In fact, as you sit through your genetics lectures, or maybe even the infamous first-year “Haffie Bio” lectures, you may have started to learn a little bit about genetic variances in populations.

Considering this variability, it may seem odd that there ever was, and largely still is, a “one-size-fits-all” approach to the treatment of patients. In other words, if patient A has condition B, then they are invariably prescribed drug C.

In recent years, the increased optimism surrounding what is referred to as “personalized medicine” (PM) shows promise for a transformed healthcare system. As its name implies, it is the movement towards tailoring medical treatment to the individual, not to the masses. By considering information about a patient’s genetic background, and other factors such as age, diet and environmental exposure, physicians are able to administer treatment regimens that complement the unique circumstances of each person.

In 2018, the Government of Canada (along with its partners in various research institutions and private sector companies) is investing $255 million dollars into genomics and precision health research. Focus on these areas would naturally branch out to related disciplines, namely pharmacogenomics. This investment seems to be the corollary of the continually rising costs of healthcare in the country.

The health-to-GDP ratio has only been trending upwards in the last couple of decades, with average spending reaching nearly $6604 per person in 2017. Although hospitals still account for the greatest percentage of overall spending in healthcare (28.3%), drugs are becoming the most rapidly growing expense (currently 16.4%).

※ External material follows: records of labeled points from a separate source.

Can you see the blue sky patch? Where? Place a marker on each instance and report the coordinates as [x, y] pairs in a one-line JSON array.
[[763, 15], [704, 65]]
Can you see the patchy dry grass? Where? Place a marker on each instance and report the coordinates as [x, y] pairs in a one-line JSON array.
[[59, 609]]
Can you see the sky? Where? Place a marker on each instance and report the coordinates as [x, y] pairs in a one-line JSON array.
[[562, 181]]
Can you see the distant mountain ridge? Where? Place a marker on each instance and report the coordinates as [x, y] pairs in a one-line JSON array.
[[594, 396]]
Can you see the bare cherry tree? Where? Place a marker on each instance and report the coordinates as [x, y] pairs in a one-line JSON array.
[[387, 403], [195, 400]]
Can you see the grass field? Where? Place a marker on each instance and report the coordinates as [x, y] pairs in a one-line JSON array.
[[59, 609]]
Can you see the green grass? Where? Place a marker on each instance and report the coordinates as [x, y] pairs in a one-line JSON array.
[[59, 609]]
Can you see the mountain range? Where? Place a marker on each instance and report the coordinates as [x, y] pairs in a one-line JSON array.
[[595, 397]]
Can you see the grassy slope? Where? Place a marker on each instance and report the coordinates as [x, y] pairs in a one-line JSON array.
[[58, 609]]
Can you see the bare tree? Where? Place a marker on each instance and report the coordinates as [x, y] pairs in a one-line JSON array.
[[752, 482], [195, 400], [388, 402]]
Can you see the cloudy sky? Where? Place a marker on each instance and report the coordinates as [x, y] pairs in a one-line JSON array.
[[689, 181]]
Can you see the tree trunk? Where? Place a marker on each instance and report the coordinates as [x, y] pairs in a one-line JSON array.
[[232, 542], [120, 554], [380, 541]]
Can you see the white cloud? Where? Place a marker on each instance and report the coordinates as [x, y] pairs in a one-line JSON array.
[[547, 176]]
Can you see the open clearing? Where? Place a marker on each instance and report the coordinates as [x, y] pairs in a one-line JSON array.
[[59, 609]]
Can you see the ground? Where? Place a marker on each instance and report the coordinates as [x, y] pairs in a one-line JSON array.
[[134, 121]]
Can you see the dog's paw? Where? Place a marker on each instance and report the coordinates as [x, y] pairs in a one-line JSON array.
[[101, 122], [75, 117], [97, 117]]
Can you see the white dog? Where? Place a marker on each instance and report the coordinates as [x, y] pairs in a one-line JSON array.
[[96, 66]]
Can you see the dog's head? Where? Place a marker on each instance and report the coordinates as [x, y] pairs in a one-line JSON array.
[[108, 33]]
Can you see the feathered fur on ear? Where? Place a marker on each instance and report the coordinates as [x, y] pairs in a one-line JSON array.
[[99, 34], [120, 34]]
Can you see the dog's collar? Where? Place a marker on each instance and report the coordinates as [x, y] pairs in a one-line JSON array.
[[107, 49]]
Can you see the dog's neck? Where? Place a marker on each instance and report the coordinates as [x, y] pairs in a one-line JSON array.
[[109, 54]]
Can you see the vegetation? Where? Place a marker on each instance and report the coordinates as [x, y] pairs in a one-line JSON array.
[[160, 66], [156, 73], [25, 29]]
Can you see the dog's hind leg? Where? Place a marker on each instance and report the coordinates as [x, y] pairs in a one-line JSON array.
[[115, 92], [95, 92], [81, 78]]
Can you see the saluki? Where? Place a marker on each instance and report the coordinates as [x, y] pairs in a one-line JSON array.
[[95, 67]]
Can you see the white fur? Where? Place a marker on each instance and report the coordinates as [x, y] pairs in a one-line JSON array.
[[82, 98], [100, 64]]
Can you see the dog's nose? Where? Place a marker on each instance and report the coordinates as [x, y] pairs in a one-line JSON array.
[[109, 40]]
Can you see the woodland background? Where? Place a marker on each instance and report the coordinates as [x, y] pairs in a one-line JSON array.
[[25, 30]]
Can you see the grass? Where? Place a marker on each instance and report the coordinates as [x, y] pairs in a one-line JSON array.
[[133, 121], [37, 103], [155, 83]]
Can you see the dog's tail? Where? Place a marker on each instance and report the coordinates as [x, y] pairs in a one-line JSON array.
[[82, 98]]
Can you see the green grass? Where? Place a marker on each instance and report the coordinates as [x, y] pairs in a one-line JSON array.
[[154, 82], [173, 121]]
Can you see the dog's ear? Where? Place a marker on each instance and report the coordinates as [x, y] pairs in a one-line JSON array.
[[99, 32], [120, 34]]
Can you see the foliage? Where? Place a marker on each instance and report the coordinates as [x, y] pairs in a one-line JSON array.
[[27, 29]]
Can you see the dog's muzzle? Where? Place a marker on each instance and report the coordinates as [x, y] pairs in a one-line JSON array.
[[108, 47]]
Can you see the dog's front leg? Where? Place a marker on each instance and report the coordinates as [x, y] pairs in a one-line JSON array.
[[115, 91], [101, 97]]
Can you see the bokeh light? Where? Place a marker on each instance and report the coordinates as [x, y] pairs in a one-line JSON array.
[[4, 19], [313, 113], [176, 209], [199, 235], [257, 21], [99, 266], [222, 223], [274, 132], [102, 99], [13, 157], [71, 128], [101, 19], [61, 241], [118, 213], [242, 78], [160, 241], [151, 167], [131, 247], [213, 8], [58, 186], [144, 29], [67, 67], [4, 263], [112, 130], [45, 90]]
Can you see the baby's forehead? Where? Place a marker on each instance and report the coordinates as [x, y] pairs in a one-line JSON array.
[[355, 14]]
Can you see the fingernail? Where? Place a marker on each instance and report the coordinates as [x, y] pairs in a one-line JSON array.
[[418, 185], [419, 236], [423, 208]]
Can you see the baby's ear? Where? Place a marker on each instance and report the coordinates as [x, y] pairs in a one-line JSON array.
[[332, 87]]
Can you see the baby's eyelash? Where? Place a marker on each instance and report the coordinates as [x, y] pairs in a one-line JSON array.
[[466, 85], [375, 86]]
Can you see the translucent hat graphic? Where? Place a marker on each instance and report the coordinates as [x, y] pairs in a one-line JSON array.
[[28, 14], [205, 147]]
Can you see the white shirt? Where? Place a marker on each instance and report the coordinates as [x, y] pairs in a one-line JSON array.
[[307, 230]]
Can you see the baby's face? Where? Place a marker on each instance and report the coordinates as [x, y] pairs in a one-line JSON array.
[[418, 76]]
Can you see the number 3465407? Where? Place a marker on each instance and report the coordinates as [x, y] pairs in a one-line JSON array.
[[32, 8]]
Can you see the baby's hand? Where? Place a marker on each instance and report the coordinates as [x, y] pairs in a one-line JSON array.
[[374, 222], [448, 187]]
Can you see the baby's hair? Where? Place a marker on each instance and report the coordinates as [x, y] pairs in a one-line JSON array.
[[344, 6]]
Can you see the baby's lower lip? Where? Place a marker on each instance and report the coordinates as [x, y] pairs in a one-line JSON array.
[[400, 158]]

The increasing drug-related expenses emphasize the need to move away from the traditional trial-and-error approach to prescribing medication. The fact that different patients can have highly variable drug responses, i.e. being rushed to the ER because you lack a key enzyme required to metabolize a drug, began as early as the 1950s. Phenytoin, a common antiepileptic drug, is known to have high interpatient variability in drug response. Numerous factors such as interactions with other drugs, altered states such as fever or pregnancy and genetic polymorphisms can greatly complicate its use in therapy. Adverse events can be tragic, and in this case may include nystagmus, seizures, and ataxia.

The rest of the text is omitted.